The noisy neighbor problem also occurs even when each individual tenant is consuming relatively small amounts of the system's capacity, but the collective resource usage of many tenants results in a peak in overall usage:
This can happen when you have multiple tenants that all have similar usage patterns, or where you haven't provisioned sufficient capacity for the collective load on the system.
How to fix the problem
Noisy neighbor problems are an inherent risk in multitenant systems, and it's not possible to completely eliminate the possibility of being affected by a noisy neighbor. However, there are some steps that both clients and service providers can take to reduce the likelihood of noisy neighbor problems, or to mitigate their effects when they are observed.
Actions that clients can take
- Purchase reserved capacity, if available. For example, when using Azure Cosmos DB, purchase reserved throughput, and when using ExpressRoute, provision separate circuits for environments that are sensitive to performance.
- Migrate to a single-tenant instance of the service, or to a service tier with stronger isolation guarantees.
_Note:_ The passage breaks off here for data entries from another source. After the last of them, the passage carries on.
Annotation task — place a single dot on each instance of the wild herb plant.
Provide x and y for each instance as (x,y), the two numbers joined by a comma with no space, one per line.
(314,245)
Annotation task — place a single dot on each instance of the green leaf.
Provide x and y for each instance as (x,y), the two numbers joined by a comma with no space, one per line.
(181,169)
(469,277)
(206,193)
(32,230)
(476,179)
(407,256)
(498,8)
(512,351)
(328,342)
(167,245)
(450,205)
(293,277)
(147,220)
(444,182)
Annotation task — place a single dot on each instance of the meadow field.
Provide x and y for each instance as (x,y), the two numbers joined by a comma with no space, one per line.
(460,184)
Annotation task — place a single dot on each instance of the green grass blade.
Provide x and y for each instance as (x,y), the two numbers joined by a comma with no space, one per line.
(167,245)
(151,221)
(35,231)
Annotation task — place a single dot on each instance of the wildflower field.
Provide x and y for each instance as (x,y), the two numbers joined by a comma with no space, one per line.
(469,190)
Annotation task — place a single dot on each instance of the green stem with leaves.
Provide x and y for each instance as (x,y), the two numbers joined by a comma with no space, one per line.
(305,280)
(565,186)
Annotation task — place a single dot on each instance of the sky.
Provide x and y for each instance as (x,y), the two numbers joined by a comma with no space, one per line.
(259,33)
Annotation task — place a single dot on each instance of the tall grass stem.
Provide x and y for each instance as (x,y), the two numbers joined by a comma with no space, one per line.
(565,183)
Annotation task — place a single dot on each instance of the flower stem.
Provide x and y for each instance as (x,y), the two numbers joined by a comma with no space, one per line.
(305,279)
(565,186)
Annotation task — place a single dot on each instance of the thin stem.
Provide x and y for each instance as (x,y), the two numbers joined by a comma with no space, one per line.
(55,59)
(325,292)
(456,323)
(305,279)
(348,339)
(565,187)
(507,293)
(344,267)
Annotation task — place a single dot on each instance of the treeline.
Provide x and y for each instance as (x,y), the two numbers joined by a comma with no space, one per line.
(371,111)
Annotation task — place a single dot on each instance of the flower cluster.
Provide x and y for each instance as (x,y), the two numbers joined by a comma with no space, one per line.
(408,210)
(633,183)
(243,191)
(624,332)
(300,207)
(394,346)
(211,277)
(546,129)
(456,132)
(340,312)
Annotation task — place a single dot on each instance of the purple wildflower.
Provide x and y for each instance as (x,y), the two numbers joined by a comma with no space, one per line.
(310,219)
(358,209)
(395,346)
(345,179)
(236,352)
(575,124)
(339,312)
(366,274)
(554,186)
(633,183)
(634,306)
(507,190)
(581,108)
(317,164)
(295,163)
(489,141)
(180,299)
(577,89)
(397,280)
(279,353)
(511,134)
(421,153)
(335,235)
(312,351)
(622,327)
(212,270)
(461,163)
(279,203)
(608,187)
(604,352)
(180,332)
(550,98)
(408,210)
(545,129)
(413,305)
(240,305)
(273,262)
For example, when using Service Bus, migrate to the premium tier, and when using Azure Cache for Redis, provision a standard or premium tier cache.
- Ensure your application handles service throttling, to reduce making unnecessary requests to the service.
Actions that service providers can take
- Monitor the resource usage for your system, both overall and for each tenant. Configure alerts to detect spikes in resource usage, and if possible, configure automation to automatically mitigate known issues by scaling up or out.
- Apply resource governance, to avoid a single tenant that's overwhelming the system and reducing the capacity available to others. This step might take the form of quota enforcement, through the Throttling pattern or the Rate Limiting pattern.
- Consider provisioning more infrastructure. This process might involve scaling up by upgrading some of your solution components, or it might involve scaling out by provisioning additional shards, if you follow the Sharding pattern, or stamps, if you follow the Deployment Stamps pattern.
- Consider allowing tenants to purchase pre-provisioned or reserved capacity. This capacity provides tenants with more certainty that your solution adequately handles their workload.
- Consider approaches to smooth out the resource usage:
- If you host multiple instances of your solution, consider rebalancing tenants across the instances or stamps. For example, consider placing tenants with predictable and similar usage patterns, across multiple stamps, to flatten the peaks in their usage.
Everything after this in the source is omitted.